Research at Tufts University aims to develop a very unique alternative protein to feed astronauts journeying to Mars.

“There are a lot of interesting sources of cells to grow food that are essentially underutilized, understudied and undertapped with great potential,” David Kaplan, Stern Family Professor of Engineering and professor and chair, Department of Biomedical Engineering at Tufts University, explained.

“Our ultimate goal here is to find an unusual source that fits the mission for long-term space travel for NASA. That’s why we chose to use insect cells.”

The research project, called Deep Space Entomoculture, was one of the 18 that received funding from the National Aeronautics and Space Administration (NASA) Deep Space Food Challenge. 

Winning teams developed “game-changing food technologies or systems that require minimal inputs and maximize safe, nutritious and palatable food outputs for long-duration space missions, and that have potential to benefit people on Earth,” according to NASA.

Two emerging meat alternative trends

Cultivated insect cells takes advantage of two emerging meat alternative trends. 

Although they are not commonly consumed in the U.S., many cultures worldwide eat insects. The most common insect consumed worldwide by humans is the beetle, although caterpillars and crickets are also popular. Supporters of human insect protein consumption also promote the fact that insects contain several nutritious essential proteins, fats, minerals and amino acids.

Meanwhile, cultivated meat is created with animal cells that are grown in a stainless-steel tank known as a bioreactor, resulting in a product that resembles chicken, beef, pork and other meats. 

Why cultivated insect cells?

The Tufts research project, conducted by Natalie Rubio, a graduate student in the Kaplan laboratory, is focused on extracting the muscle and fat cells of the tobacco hookworm. She hopes to eventually transform these cells into a product that looks, tastes and has the mouth-feel of traditional proteins.

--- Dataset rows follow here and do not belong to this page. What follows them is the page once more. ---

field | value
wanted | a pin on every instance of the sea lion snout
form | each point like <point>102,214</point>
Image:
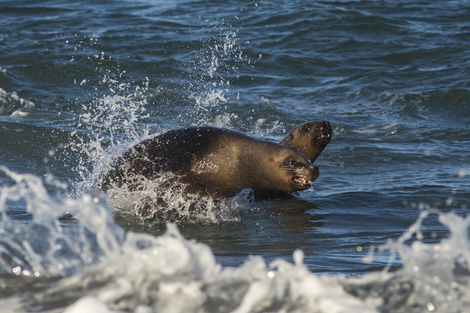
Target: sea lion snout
<point>324,131</point>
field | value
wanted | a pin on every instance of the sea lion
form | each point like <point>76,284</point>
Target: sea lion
<point>213,161</point>
<point>310,138</point>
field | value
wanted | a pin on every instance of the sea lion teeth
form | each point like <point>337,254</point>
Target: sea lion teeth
<point>214,161</point>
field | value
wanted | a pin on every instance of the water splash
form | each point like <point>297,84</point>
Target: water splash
<point>44,240</point>
<point>435,274</point>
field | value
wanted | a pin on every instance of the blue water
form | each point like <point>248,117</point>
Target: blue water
<point>82,82</point>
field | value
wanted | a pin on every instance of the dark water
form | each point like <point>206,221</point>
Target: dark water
<point>81,82</point>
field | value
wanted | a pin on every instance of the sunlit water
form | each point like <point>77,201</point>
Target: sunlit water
<point>384,229</point>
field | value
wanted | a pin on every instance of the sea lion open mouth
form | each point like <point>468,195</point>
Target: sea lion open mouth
<point>302,181</point>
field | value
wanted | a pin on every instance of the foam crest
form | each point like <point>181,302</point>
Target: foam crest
<point>47,241</point>
<point>177,275</point>
<point>435,274</point>
<point>165,199</point>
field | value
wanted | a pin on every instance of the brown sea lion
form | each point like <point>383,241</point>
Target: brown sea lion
<point>213,161</point>
<point>309,138</point>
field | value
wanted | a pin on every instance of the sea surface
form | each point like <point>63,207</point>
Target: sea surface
<point>385,228</point>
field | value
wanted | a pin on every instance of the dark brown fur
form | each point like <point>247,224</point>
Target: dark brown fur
<point>213,161</point>
<point>310,138</point>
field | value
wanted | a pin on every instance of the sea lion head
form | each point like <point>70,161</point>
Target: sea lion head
<point>297,173</point>
<point>310,138</point>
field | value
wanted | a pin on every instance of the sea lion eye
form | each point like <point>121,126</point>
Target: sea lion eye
<point>291,163</point>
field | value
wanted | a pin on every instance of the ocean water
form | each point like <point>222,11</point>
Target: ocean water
<point>385,227</point>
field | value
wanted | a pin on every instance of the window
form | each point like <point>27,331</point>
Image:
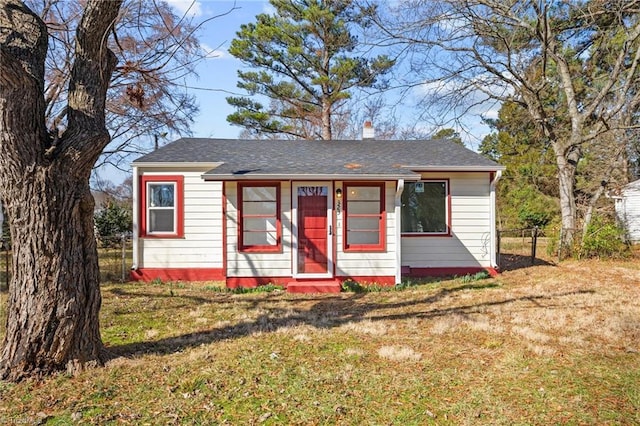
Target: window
<point>364,217</point>
<point>162,213</point>
<point>425,207</point>
<point>259,217</point>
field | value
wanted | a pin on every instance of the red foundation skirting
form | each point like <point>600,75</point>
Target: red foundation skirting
<point>386,281</point>
<point>177,274</point>
<point>443,272</point>
<point>234,282</point>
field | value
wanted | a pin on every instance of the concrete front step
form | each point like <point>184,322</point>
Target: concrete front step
<point>327,286</point>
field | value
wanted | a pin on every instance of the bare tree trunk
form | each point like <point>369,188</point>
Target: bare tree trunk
<point>566,180</point>
<point>55,299</point>
<point>326,119</point>
<point>54,295</point>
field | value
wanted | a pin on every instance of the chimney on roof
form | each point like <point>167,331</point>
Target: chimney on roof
<point>367,131</point>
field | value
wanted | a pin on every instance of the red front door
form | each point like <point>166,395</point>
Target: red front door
<point>312,230</point>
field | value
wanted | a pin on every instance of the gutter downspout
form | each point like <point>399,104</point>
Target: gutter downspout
<point>398,208</point>
<point>136,216</point>
<point>494,236</point>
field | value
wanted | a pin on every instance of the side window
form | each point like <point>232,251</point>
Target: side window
<point>364,217</point>
<point>162,206</point>
<point>259,217</point>
<point>425,207</point>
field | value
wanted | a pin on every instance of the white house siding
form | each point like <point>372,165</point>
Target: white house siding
<point>258,264</point>
<point>628,210</point>
<point>367,264</point>
<point>201,246</point>
<point>470,242</point>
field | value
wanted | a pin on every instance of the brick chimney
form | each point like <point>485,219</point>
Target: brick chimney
<point>367,131</point>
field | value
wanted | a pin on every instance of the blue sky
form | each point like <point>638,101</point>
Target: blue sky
<point>217,76</point>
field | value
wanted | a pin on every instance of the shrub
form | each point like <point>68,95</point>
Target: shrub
<point>603,239</point>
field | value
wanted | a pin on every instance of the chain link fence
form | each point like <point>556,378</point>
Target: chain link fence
<point>518,248</point>
<point>114,258</point>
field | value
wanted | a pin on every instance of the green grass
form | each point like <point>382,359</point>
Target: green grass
<point>542,345</point>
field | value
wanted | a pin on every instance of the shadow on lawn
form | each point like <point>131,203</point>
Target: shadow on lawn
<point>328,312</point>
<point>511,262</point>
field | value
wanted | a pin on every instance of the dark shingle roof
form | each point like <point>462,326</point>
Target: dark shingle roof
<point>262,158</point>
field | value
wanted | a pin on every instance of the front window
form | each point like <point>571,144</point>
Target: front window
<point>425,208</point>
<point>162,206</point>
<point>364,217</point>
<point>259,217</point>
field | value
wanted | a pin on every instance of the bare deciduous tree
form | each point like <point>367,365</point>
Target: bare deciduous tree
<point>155,48</point>
<point>572,65</point>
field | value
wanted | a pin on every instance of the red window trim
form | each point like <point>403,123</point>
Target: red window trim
<point>448,201</point>
<point>259,248</point>
<point>382,221</point>
<point>178,180</point>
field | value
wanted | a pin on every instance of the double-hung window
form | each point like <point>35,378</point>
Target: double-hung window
<point>259,217</point>
<point>425,208</point>
<point>364,217</point>
<point>163,206</point>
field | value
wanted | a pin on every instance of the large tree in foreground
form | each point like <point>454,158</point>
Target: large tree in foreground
<point>147,96</point>
<point>304,64</point>
<point>572,65</point>
<point>54,295</point>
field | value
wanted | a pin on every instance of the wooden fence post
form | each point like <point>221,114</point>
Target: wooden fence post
<point>534,243</point>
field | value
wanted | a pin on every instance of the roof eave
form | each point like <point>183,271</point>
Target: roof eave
<point>423,169</point>
<point>343,177</point>
<point>176,165</point>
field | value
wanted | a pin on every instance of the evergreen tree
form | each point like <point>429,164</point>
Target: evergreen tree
<point>305,62</point>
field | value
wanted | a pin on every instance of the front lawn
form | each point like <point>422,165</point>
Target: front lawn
<point>540,345</point>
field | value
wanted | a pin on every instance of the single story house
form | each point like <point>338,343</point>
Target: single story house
<point>627,206</point>
<point>308,214</point>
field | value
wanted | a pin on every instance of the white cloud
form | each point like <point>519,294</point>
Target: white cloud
<point>188,7</point>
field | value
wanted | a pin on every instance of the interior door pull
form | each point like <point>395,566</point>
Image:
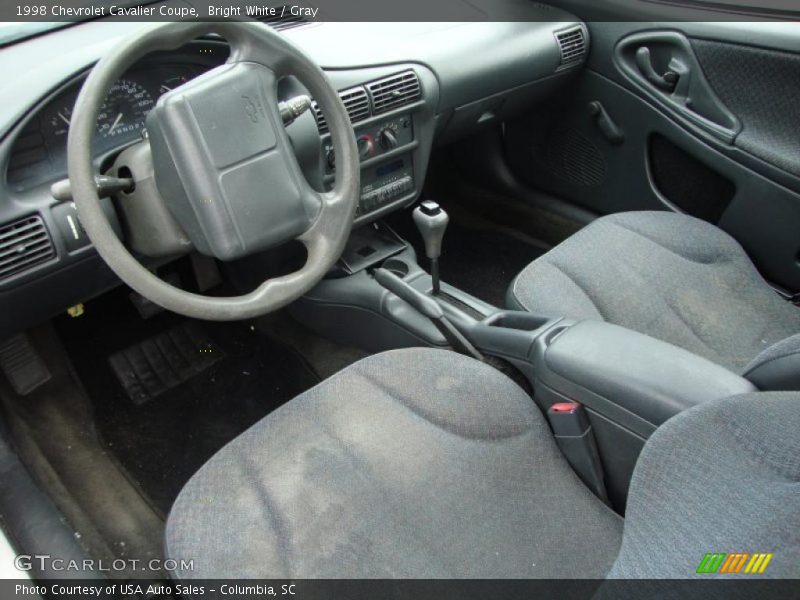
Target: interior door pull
<point>665,82</point>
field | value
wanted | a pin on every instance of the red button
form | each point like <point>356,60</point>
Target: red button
<point>567,407</point>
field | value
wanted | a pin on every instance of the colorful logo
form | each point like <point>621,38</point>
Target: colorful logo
<point>734,563</point>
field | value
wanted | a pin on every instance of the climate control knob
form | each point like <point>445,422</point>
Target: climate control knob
<point>388,139</point>
<point>365,146</point>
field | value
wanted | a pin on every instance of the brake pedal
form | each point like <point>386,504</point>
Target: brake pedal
<point>22,364</point>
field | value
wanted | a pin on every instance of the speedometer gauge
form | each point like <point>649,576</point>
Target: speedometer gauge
<point>124,110</point>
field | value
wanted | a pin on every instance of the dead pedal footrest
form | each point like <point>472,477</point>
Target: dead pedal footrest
<point>149,368</point>
<point>22,364</point>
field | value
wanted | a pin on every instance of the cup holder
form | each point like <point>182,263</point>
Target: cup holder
<point>397,267</point>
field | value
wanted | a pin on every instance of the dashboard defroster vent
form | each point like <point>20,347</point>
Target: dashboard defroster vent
<point>572,43</point>
<point>394,91</point>
<point>24,244</point>
<point>356,102</point>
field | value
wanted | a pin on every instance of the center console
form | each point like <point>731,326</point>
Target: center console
<point>604,388</point>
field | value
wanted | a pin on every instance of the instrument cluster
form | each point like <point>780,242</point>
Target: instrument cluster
<point>39,154</point>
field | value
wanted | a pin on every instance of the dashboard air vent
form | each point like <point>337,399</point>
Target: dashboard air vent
<point>572,44</point>
<point>394,91</point>
<point>24,244</point>
<point>356,102</point>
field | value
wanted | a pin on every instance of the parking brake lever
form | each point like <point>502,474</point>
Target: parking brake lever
<point>429,308</point>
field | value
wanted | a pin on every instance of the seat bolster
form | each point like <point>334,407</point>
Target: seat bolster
<point>778,367</point>
<point>720,477</point>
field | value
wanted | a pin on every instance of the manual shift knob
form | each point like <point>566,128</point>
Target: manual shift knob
<point>431,220</point>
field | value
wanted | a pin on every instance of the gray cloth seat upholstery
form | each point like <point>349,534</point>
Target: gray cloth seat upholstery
<point>411,463</point>
<point>675,278</point>
<point>424,463</point>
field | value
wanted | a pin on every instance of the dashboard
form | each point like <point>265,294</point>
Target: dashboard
<point>407,87</point>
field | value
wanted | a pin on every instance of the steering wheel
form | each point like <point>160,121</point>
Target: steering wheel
<point>223,149</point>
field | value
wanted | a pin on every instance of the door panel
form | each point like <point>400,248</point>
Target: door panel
<point>722,143</point>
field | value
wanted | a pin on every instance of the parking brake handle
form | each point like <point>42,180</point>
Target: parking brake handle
<point>428,307</point>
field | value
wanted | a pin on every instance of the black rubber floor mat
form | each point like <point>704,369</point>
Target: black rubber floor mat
<point>161,443</point>
<point>156,365</point>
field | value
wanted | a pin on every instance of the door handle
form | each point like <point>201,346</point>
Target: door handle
<point>665,82</point>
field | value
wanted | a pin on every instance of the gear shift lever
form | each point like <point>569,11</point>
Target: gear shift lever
<point>432,220</point>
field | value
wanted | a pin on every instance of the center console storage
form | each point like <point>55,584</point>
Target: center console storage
<point>629,384</point>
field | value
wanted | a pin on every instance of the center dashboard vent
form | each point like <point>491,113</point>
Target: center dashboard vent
<point>572,44</point>
<point>394,91</point>
<point>24,244</point>
<point>356,102</point>
<point>375,98</point>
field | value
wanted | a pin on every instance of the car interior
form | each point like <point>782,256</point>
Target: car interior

Cultivated insect cells make better sense as a deep space protein than cultivated mammalian cells for several reasons, Kaplan said.

Insect proteins require less space to breed and produce, have a short lifecycle and can thrive on a variety of feedstocks, which is why the alternative protein is gaining popularity in poultry and other livestock feed.

In addition, they can be stored and grown at room temperature and require only a liquid culture media, which doesn’t require gravity.

“The idea here is to exploit some of the inherent properties of insect cells that are quite different than poultry cells or mammalian cells,” he added. “These ingredients are already entirely simplified, which makes it lower cost and less to carry on a long-term space mission.” 

Cultivated meat still has a long way to go before it could become popular with consumers. It's expensive and the industry is still figuring out how to properly scale up production. But I think even the biggest nay-sayers could see a benefit for the alternative protein to feed astronauts on long-term space journeys.